At which point we can get back to my friend and his QSL cards, among other distractions.
A while back I came across a QSL card design that I really like. The QSL info is on the left side of the card, separated by a border design of some sort or the other. To the right of that is the call sign in another color and then the geographic & operator information goes above and below the callsign.It works out to three press runs. First for the black ink, which is the QSL info & all that. Then the callsign, centered between the operator info. And then the color decoration separating the two blocks of black ink text.
For my own cards I use blue anchors as the separator. The call sign goes in gold or metal-flake red or orange or whatever I feel like mixing up. It's a nice open design and I am lucky to have enough of the entire Cooper Old Style face (1920s-vintage Barnhart Brothers & Spindler Type Foundry in Missouri) to print all the card in it.
For my friend's card I put the call sign in red and a blue design out of an old type case for the separator. The cards came out looking really sweet. Only thing I did different with my friend's cards was omitting the "A W8IJN QSL" that I have in the lower right corner of my cards. And I didn't put the press name as a separator between the address area and a hand written note on the back, like in the days of old fashioned post cards.

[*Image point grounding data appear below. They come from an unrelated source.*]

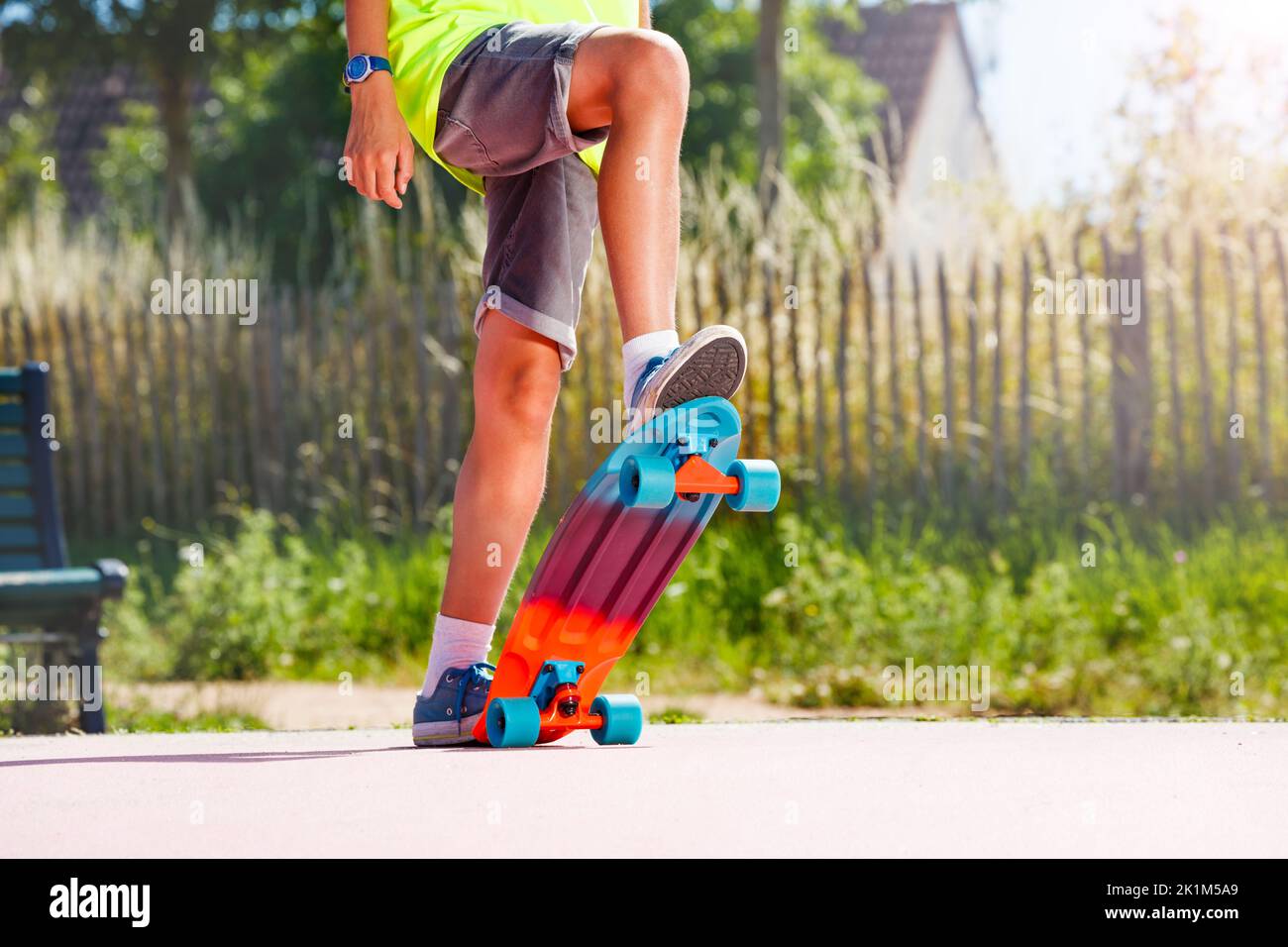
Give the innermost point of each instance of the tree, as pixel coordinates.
(163, 38)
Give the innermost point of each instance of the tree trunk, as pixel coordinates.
(769, 99)
(174, 99)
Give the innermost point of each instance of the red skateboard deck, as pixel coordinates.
(606, 564)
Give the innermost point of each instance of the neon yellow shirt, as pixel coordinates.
(426, 35)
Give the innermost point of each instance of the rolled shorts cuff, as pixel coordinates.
(539, 322)
(563, 82)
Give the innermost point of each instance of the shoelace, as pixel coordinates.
(473, 673)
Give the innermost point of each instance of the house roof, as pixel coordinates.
(86, 106)
(898, 50)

You do remember post cards, don't you?
So out of this experience I found myself recently looking at eHam.net's product & service reviews for QSL printers. And there's a ton of 'em still out there in this day of desk top publishing (most of which needs a serious slap on the wrists from the keepers of the typographic graces). There's sixty-four of 'em, in fact. Most are companies in North America but there are also QSL printers doing international business from Italy, South America and, most amazingly to me, Russia and Eastern Europe.
Yeah, the places where you had to get a license to have a typewriter are now home to free-market QSL card printers who do extremely nice work, despite what the reviews might say.
Rusprint is still in business.
Ebbert ain't listed 'cause I think he went out of the QSL business before the web found out about reviews of QSL printers. Too bad, too, 'cause Tom Ebbert has almost as much type & cast iron as I do.Neither of us has enough of the really stupid gene to consider going into the business of QSL card printing with the equipment and technology that we have.
Letterpress printing can be very beautiful. It's the only form of printing left that lets you actually touch the type that's going to carry the ink and, unless you're running a Heidelberg "windmill," it's the only way left to print that kind of work by hand. As in hand-set type and hand-fed press. And that requires patience, nimble fingers and a lot of standing in front of rumbling machinery.
For all that, Tom & I are very happy to let Wayne (QSLs by W4MPY) wear himself out. Back in the day we would all gather at the Dayton Hamvention to complain about how much work it was having to work as a pressman but none of us ever had the good sense to stop before we got really tired of it.
Which is a nice way of saying that, while I do enjoy printing cards for friends and for myself, it's too much like real work for me to be doing it for free – or for money.
Modern technology has made everything about printing that my father knew – or that I ever knew or learned as a graphic arts person – just another mouse button click and a thumb drive stuck in a slot. The hard core printing, the
heavy metal printing, takes a lot of time and it's not exactly outside of the world of the physical.Put a 40x60 pica form in a 10x15 chase and load that into a press if you want to know how physical it can be.
Still, it's fun and once we get past the feasting season I'll have a chance to hand all 1013 QSL cards to my friend. I hope he doesn't use 'em up real quick. But then he could scan one into his computer, take the file to a photo printer and have 'em crank out as many as he needs. My only involvement then will be in chomping all that paper down to the size of a post card.
Hope he realizes that he can print eight at a time on a 11x17 sheet.